La NASA dijo que se espera que las tecnologías relacionadas permitan que las futuras naves espaciales autónomas utilicen inteligencia artificial a bordo para responder a emergencias en tiempo real en entornos lejanos de la Tierra y con grandes retrasos en las comunicaciones, y tomar decisiones de forma independiente cuando los humanos no puedan intervenir rápidamente. Además, este procesador ayudará a las misiones al espacio profundo a completar el rápido análisis, almacenamiento y devolución de datos científicos de manera más eficiente, y proporcionará un potente soporte informático a bordo para futuras misiones tripuladas como la Luna y Marte.

Desde un punto de vista arquitectónico, se trata de un "System-on-a-Chip" (SoC), que integra los componentes centrales de una computadora en un chip que se puede colocar en la palma de la mano. Integra una unidad central de procesamiento, una unidad de aceleración informática dedicada, un sistema de red avanzado, memoria y varias interfaces de entrada/salida. Los SoC ya son muy comunes en teléfonos inteligentes y tabletas y se utilizan ampliamente en la electrónica de consumo debido a su pequeño tamaño y alta eficiencia energética. La diferencia es que el chip que JPL está probando está diseñado específicamente para misiones de larga duración en el espacio profundo y puede funcionar de manera confiable durante años en entornos hostiles a millones o incluso miles de millones de millas de distancia de cualquier equipo de reparación.

Una vez que la tecnología esté certificada para vuelos espaciales, la NASA planea implementarla en múltiples tipos de misiones, incluidos satélites de observación de la Tierra, vehículos de exploración de superficies planetarias, módulos tripulados y varios tipos de naves espaciales en el espacio profundo.
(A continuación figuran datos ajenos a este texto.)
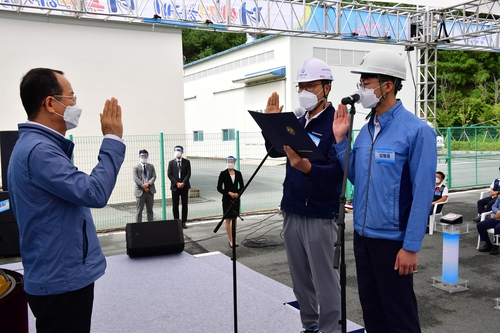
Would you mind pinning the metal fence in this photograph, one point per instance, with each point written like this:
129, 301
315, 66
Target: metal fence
207, 159
470, 158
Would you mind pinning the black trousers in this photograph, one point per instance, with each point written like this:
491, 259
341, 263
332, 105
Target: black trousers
387, 299
183, 194
63, 313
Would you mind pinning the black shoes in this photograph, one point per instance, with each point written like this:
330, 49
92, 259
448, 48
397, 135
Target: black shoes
487, 248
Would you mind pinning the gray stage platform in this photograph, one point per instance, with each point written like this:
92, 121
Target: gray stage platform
185, 293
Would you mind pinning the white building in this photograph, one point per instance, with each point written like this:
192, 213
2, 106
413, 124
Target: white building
140, 66
220, 89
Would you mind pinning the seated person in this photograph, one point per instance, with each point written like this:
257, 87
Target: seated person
484, 204
440, 192
483, 226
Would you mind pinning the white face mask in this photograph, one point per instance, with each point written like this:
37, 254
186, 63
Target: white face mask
299, 112
368, 98
71, 115
308, 100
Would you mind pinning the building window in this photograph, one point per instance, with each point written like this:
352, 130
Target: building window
228, 134
198, 136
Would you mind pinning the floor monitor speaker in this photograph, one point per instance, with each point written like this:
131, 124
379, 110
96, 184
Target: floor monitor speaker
154, 238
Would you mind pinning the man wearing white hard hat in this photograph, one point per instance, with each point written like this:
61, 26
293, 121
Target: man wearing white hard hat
392, 167
310, 204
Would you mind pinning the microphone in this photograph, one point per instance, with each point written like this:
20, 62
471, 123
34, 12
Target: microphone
354, 98
299, 112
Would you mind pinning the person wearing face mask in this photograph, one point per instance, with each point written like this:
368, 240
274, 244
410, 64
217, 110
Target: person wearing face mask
310, 203
144, 175
51, 200
230, 184
391, 167
440, 192
179, 173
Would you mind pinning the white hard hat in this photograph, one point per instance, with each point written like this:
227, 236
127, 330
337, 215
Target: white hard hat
384, 62
314, 69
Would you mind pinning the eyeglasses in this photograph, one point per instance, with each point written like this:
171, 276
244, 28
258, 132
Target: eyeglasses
73, 97
307, 87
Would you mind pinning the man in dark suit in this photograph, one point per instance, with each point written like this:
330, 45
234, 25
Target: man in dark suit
179, 172
144, 179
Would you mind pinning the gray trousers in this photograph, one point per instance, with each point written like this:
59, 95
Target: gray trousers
148, 199
309, 244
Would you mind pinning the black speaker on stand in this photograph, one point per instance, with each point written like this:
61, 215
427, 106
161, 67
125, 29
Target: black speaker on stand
9, 231
154, 238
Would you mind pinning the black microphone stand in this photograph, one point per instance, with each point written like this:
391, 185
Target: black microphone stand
339, 257
233, 232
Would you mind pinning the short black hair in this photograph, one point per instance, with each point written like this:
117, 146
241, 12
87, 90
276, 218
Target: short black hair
37, 84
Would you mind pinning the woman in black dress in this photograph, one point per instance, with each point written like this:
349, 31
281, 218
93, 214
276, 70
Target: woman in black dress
230, 185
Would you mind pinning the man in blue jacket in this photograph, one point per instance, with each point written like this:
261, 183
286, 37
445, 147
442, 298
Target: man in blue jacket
310, 203
392, 167
50, 197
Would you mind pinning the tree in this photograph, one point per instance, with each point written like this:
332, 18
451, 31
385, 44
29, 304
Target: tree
199, 44
469, 87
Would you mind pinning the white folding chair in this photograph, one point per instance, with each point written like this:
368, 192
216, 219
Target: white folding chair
496, 238
432, 217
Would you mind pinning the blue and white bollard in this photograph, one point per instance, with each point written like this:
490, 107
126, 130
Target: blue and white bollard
451, 242
449, 279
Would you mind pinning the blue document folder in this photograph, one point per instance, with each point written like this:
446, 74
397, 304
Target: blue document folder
285, 129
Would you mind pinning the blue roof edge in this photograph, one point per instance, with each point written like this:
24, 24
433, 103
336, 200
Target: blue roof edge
230, 50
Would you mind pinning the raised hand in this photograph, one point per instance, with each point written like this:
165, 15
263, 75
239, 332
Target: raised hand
111, 118
273, 103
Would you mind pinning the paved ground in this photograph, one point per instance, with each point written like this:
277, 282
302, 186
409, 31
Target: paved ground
261, 248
Microchip Technology también planea ampliar la aplicación de esta tecnología a las industrias terrestres, como la aviación y la fabricación de automóviles, para proporcionar a estas industrias plataformas integradas con mayor confiabilidad y potencia informática.
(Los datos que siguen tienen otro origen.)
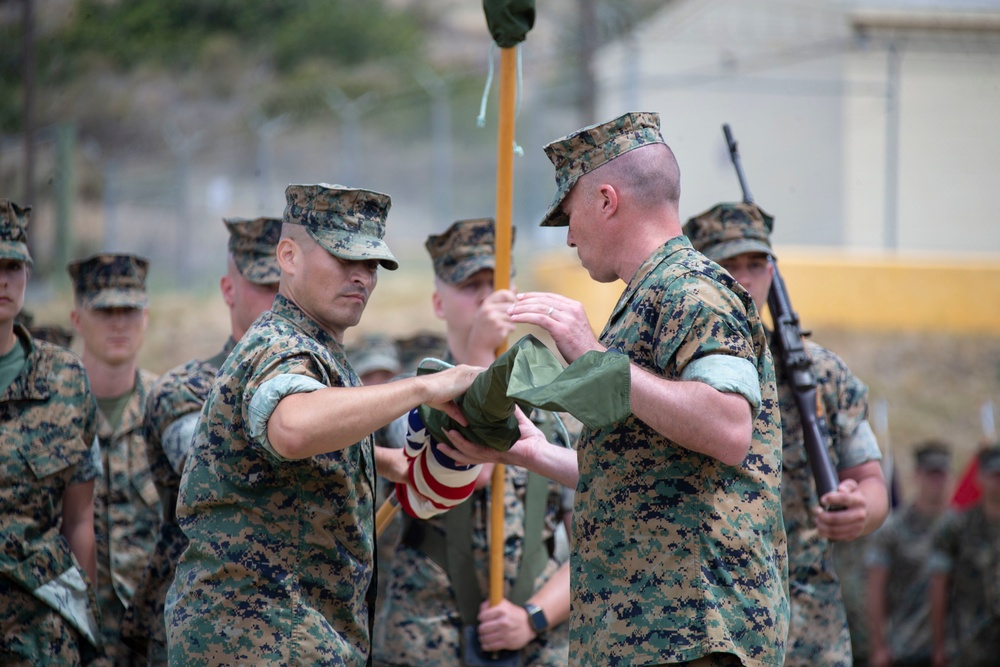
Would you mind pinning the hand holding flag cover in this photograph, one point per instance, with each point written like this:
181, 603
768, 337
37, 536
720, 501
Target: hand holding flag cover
594, 389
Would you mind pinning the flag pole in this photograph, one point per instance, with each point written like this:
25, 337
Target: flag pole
501, 281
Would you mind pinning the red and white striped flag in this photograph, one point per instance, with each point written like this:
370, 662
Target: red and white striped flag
435, 483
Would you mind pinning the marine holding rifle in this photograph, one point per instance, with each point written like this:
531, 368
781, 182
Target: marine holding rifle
737, 236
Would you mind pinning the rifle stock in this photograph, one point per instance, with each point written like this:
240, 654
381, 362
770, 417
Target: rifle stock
789, 351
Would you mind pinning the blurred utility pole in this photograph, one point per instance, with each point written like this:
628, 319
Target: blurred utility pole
585, 58
28, 120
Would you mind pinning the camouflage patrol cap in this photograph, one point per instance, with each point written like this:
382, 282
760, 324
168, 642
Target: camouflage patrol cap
348, 222
989, 459
933, 456
730, 229
587, 149
110, 280
55, 334
374, 352
252, 244
13, 231
464, 249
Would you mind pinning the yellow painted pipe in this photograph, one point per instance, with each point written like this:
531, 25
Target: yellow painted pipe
501, 280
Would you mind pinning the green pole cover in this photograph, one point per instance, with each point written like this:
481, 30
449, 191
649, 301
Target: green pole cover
509, 20
594, 389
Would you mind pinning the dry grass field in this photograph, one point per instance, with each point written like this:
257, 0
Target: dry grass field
931, 385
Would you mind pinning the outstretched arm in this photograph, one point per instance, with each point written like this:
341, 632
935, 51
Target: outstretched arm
531, 451
78, 525
692, 414
330, 419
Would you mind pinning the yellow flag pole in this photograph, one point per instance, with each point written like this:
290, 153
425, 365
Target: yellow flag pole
501, 280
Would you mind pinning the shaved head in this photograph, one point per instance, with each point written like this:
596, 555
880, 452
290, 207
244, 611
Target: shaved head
648, 176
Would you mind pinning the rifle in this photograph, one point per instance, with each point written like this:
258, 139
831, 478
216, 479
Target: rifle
790, 352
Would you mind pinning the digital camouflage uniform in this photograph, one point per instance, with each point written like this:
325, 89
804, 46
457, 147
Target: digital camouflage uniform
818, 634
126, 506
675, 555
172, 411
966, 547
280, 567
903, 546
420, 622
48, 424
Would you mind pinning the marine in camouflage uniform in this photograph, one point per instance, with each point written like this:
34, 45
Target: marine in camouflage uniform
898, 561
737, 237
421, 620
48, 423
276, 496
965, 575
110, 305
678, 552
172, 411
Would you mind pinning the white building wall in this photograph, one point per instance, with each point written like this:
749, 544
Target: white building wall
807, 101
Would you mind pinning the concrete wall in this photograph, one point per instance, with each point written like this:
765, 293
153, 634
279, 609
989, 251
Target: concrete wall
854, 291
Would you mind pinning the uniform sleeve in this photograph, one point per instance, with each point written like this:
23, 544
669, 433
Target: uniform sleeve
266, 399
90, 467
946, 535
177, 439
879, 550
731, 375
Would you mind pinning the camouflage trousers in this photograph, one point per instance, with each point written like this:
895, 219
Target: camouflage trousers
710, 660
818, 634
33, 633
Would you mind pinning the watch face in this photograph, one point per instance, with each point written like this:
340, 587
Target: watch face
537, 618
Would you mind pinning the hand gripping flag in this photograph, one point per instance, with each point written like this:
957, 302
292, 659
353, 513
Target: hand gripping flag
594, 389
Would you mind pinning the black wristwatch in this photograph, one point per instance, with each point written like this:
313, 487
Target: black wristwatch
536, 617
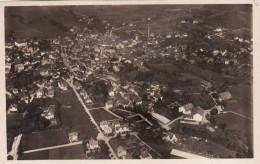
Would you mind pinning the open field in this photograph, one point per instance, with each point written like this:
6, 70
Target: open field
207, 148
136, 118
101, 115
75, 119
70, 152
242, 102
164, 67
132, 145
120, 113
44, 139
235, 122
240, 107
13, 125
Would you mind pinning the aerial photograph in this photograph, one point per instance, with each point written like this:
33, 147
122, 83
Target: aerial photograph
129, 81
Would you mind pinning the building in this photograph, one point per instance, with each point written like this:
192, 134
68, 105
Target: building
19, 67
121, 152
144, 154
73, 137
206, 84
170, 137
108, 130
123, 128
186, 109
198, 114
13, 108
160, 118
225, 96
109, 104
93, 144
48, 112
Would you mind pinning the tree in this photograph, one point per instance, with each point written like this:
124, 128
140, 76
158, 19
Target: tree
213, 120
214, 112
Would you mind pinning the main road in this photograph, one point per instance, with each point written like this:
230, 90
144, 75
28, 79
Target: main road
101, 135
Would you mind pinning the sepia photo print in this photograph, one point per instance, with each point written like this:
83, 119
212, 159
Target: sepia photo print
158, 81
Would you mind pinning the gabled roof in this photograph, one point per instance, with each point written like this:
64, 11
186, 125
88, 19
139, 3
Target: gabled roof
198, 110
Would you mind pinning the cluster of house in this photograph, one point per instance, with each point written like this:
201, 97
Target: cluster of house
92, 144
114, 127
49, 114
123, 153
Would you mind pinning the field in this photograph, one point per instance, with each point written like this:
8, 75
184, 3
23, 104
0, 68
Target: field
101, 115
132, 145
75, 119
70, 152
44, 139
120, 113
13, 124
240, 107
136, 118
207, 148
235, 122
164, 67
243, 100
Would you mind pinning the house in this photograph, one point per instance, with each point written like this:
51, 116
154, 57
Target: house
192, 61
186, 109
220, 108
107, 130
73, 137
19, 67
145, 154
48, 112
225, 96
206, 84
39, 93
63, 85
111, 93
44, 72
170, 137
109, 104
210, 129
20, 43
198, 114
15, 91
50, 92
104, 124
77, 84
160, 118
13, 108
121, 152
93, 144
121, 129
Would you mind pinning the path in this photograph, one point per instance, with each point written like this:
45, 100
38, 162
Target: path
147, 145
240, 115
186, 154
176, 119
15, 147
53, 147
87, 110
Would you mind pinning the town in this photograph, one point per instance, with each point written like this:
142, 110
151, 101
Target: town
128, 89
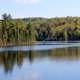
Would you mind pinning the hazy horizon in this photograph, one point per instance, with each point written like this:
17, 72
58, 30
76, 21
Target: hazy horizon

El proyecto está gestionado por el Centro de Investigación Langley de la NASA y es parte del programa Game Changing Development (GCD) de la Dirección de Misiones de Tecnología Espacial. El programa GCD, junto con el JPL administrado por Caltech, está haciendo avanzar esta tecnología desde los primeros requisitos de la misión y las etapas de investigación industrial hasta el desarrollo y la entrega concretos. La NASA JPL seleccionó oficialmente a Microchip Technology como socio en 2022, y este último también invirtió sus propios recursos de I+D para promover el diseño y la implementación del procesador.